This is a story I wrote not too long ago, based off of a dream I had that was, to say the least, quite surreal. In the dream I was first the wife, then the husband. It went on to include pirates and pirate ships and at one point a rollercoaster, but I left that out. Warning: it's really depressing.
Wife and Child
The war had started before we were married. But that summer after the ceremony, when he turned eighteen and I was still seventeen, he was shipped out, to fight for his country in a war we personally had no stake in.
I remember it being a war over spices, or some nonsense like that. Someone was offended that someone else wanted more money for their goods, so we took up arms and set out to show them we were better than them, and deserved their spices (or whatever it was) more than they deserved the right to charge what they wanted for their product and labor.
Two months in, a period late, and the town doctor diagnosed me as pregnant. I wept torrents, both happy and sad as my young husband wasn’t there to share in the pain and joy. My mother hired a kind older woman to help take care of me and do what I would be unable to, as my husband was off to war and I would soon be heavy with his child. My hand shook as I wrote my husband, unable to contain the fear and elation that our bloodline would carry on.
The soldiers were just outside. I ran to the baby’s bedroom, and screamed in horror. A stray bullet had come in through the window and taken her while she slept. I turned to flee, and the door was knocked down. I backed up, holding my hands out, and pleaded for my life. With no show of mercy, he pulled the trigger twice. The first shot took me in the stomach. The second hit my heart. I held my hands up to my husband as I slipped to the floor dying, so he could hold me one last time.
The letter I received was full of joy. She was pregnant with my child. I wept with joy, overcome with so many emotions it was hard to think to name them all. Once this war was over, I would be able to go home to a family I could call my own.
I waited in line for the train, wondering why I heard the ocean and smelled the breeze. There was no ocean I could see, only the crush of men waiting to go home. It wasn’t until I passed a man missing part of his face, walking just as I was walking, that I looked down. A large hole was in my stomach, oozing a small amount of blood. I was dead, it seemed. Large tears dripped down my face as I mourned for my wife and child I would never see, when someone pulled me aside. My wound was not that of the others, he seemed to tell me. If I would just go and take another train, and not the one to death and beyond, I had a chance to go back to my family. Eager, I accepted, and followed him down underneath the train station, ripe with the smell and sound of the ocean, to one much darker. Hear the rushing sound of water was everywhere, so loud I could barely make out my guide’s voice. The train whistle blew, cutting through the sound of the rushing water, and he pushed me into an opening that had started to move. He yelled something, but between the crushing sound of water and the whistle, I couldn’t make out what he said.
I took my seat in a nearly empty train and waited, nervous. The train plunged into the water, which rushed into the cab through the open windows, and kept going along the track. I yelled out in horror and tried to escape, but the force of the water was too much and I was pushed back. Water quickly filled the cab and took my breath away with its crushing force. I sucked in a lungful of water and blacked out.
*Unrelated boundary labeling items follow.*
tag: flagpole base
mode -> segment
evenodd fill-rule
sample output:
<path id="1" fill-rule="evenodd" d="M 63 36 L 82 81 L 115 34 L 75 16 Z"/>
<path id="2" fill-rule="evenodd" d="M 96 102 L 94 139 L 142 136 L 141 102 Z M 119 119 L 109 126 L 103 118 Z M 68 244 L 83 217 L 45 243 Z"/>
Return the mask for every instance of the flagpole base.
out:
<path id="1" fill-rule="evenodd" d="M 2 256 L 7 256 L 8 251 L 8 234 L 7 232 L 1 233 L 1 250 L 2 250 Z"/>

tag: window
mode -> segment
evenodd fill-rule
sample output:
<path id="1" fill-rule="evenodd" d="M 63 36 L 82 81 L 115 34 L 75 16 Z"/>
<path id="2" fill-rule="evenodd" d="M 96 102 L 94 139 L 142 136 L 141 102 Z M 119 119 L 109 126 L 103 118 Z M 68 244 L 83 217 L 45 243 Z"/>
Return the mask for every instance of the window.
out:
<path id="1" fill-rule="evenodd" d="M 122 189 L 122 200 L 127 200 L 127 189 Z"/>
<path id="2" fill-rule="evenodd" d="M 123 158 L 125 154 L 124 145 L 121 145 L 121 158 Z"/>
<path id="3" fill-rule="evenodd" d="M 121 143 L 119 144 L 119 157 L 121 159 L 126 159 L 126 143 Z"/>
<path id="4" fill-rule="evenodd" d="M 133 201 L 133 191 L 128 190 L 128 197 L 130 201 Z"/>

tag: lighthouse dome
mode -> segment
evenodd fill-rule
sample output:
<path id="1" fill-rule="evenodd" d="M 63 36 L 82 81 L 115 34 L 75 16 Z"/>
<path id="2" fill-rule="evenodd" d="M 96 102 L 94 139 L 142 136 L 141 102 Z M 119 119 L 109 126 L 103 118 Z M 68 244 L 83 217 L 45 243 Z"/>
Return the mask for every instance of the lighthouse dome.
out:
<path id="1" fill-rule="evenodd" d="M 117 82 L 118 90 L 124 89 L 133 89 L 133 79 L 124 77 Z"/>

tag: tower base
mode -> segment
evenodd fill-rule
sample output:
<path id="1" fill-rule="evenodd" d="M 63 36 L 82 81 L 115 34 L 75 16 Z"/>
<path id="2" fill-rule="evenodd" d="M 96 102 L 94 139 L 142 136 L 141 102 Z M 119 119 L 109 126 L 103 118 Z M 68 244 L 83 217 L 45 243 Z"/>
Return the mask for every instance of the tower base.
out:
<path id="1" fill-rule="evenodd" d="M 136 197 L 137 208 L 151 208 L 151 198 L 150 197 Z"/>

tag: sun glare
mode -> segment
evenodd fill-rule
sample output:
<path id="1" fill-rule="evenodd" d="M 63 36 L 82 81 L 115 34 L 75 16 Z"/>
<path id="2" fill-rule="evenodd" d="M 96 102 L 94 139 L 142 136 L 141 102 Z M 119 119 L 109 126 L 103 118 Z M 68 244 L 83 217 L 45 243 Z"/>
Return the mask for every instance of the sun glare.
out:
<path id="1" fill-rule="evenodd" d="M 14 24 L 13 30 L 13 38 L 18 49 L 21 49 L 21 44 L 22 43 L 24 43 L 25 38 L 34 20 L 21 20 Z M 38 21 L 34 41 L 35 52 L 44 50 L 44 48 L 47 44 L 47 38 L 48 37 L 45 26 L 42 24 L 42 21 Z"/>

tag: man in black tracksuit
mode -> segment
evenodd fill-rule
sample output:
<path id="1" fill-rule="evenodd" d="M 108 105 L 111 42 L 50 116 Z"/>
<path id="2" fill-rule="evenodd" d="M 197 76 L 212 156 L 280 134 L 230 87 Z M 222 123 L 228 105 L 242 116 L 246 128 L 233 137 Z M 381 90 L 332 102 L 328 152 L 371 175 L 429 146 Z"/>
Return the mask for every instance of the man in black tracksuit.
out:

I awoke on my back porch to the sound of gunfire and screams. It seemed the war had reached here after all. Soaked to the bone, I ran into my house and up the stairs, to find my wife and child. Horror upon horrors, I found them in the nursery, dead. My child, a girl it seemed, had died from a single gunshot. My wife was against the far wall, arms extended and torso bloody from at least one gunshot. A gunman lay dead on the ground partway in the room, no mark on him. Something told me his life had been taken so that I could live again, but it didn’t matter, not without my wife and child. I took his gun and placed it under my chin. I felt nothing as I pulled the trigger. There was no train station this time, reeking of ocean salt and brine. There was just nothingness.